11. A ces mots, comme tu peux croire, il s'élève un rire universel. Bagous n'en est que plus interdit : il ne sait où se mettre, il devient de toutes les couleurs, une sueur froide l'inonde : d'un côté, il craint de se couvrir de honte en convenant de l'adultère ; de l'autre, il espère que cette accusation ne sera pas inutile à sa cause.

PAMPHILE. Tout cela, Lycinus, est vraiment fort plaisant, et il me semble que cette contestation singulière a dû beaucoup vous égayer. Quel en a été le dénouement ? Quelle sentence les juges ont-ils rendue ?

12. LYCINUS. Les suffrages étaient partagés : les uns demandaient qu'on le fit mettre à nu comme un esclave à vendre, pour examiner s'il pouvait, à ne considérer que sa virilité, exercer la philosophie ; les autres, invention plus amusante, opinaient à ce qu'on fît venir quelque courtisane d'une maison publique, et qu'on exigeât le congrès, d'un bout a l'autre, sous l'œil du plus ancien et du plus autorisé des juges (11), qui déciderait si Bagoas était bon philosophe. Enfin, après avoir ri, tous sans exception, au point que nous en avions mal au ventre, il fut décidé que la cause demeurerait pendante et serait renvoyée en Italie.

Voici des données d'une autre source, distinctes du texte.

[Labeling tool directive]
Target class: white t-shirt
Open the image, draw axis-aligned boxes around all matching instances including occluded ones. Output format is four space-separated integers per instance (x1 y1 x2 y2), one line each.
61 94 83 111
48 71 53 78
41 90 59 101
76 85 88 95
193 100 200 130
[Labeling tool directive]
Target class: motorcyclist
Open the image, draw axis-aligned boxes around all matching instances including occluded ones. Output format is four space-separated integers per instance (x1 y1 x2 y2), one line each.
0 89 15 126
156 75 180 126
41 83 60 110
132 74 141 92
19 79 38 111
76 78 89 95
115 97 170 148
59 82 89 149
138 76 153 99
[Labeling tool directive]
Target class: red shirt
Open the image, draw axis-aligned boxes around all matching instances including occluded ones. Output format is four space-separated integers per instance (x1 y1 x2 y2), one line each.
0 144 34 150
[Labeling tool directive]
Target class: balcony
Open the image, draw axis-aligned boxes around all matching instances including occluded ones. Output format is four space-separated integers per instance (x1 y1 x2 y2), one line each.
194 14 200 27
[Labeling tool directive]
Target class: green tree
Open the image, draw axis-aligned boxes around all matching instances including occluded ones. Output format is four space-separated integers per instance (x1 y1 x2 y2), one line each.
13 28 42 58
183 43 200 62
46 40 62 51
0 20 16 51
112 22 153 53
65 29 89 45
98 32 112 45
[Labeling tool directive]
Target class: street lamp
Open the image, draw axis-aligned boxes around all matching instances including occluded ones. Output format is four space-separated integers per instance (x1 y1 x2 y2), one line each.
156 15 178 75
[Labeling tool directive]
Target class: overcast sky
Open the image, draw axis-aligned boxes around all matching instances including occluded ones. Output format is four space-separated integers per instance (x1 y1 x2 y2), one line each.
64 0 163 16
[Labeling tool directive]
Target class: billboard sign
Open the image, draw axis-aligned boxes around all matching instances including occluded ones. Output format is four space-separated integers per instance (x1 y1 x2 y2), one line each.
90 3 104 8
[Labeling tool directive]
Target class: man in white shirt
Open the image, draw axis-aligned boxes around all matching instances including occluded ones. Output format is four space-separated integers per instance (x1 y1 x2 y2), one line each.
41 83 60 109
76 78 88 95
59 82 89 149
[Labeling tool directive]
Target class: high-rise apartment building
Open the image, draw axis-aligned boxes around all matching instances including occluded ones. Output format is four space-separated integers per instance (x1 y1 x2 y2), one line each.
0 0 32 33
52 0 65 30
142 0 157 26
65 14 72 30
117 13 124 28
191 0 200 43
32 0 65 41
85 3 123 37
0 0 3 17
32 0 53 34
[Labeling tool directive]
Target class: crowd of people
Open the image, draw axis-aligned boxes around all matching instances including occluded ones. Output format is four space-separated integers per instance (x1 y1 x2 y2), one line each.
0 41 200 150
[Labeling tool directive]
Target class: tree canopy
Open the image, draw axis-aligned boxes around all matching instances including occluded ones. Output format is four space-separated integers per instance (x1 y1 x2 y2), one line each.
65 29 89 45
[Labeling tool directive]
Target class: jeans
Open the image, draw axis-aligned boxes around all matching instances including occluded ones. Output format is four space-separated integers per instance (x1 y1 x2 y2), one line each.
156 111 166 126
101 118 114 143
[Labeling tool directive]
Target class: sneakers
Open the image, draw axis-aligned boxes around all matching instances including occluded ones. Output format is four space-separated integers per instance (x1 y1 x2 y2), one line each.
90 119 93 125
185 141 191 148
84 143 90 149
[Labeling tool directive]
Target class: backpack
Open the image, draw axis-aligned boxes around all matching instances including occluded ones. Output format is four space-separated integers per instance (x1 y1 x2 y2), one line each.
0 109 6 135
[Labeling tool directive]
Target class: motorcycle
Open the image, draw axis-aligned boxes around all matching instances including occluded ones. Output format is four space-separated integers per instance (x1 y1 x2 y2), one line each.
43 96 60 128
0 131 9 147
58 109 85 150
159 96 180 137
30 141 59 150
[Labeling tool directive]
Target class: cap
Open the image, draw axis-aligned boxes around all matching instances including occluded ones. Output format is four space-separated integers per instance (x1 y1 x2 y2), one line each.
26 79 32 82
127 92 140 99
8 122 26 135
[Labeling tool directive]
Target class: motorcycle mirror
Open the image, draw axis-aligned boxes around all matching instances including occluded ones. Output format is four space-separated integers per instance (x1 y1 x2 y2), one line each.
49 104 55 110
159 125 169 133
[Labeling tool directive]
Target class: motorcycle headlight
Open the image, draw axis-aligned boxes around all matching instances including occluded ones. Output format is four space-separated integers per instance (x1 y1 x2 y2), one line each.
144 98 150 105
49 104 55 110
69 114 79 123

13. Dioclès cependant s'exerce, dit-on, à faire briller son éloquence ; il se prépare, il compose une accusation et prétend réveiller la plainte en adultère ; mais il travaille contre lui-même, à l'exemple des mauvais avocats ; il a l'air de compter son adversaire parmi les hommes, en voulant lui intenter un pareil procès. De son côté, Bagoas a, comme on dit, d'autres choses en tête : il fait tout ce qu'il peut pour paraître un homme ; il a son affaire en main et il espère triompher en prouvant qu'il n'est pas inférieur aux ânes qui saillissent les juments. C'est là, en effet, mon ami, une excellente preuve d'aptitude philosophique, un argument irréfutable. Aussi je ne désirerais pas que mon fils, qui est encore jeune, eût la langue et le jugement propres à la philosophie ; je lui souhaiterais, pour cette étude, d'autres parties plus développées.

(01)  Antonin le Pieux ou Marc Aurèle.

(02) Homère, Iliade, XXII, v. 159.

(03)  Près de 10 000 francs.

(04)  Allusion un péan chanté par les Grecs au combat de Salamine. Voy, les Perses d'Eschyle, traduction d'A. Pierron. Cf. Élien, Hist. div., livre II, XXVIII.

(05)  Bagoas, en langue perse, signifiait eunuque.

(06)  Voy. les Portraits, 17 et 18.

(07)  Voy. Plutarque, Périclès. § 24. Clément d'Alexandrie, dans le IVème livre des Stromates, donne une longue énumération des femmes qui se sont distinguées dans la philosophie.

(08)  Phavorinus Voy. sa vie dans Philostrate, I, VIII. Cr. Démonax, 11.

(09)  Tout au moins Aristote lui adressa-t-il le fameux scolie ·᾿Αρετὰ πολυμόχθε γένει Βροτείῳ, etc., que nous ont conservé Diogène de Laërte, Stobée et Athénée. On trouvera d'excellents détails sur les relations d'Aristote et d'Hermias dans l'article Aristote, par M. P. Leroux, Encyclopédie nouvelle, t. Il.

(10)  Littéralement ἄρθρα ἐν ἄρθροις ἔχων, membra in membris habens.

(11)  Tallemant des Réaux, dans ses Historiettes, parle avec détails de ce moyen de mettre fin à des procès qui, de son temps, faisaient grand scandale.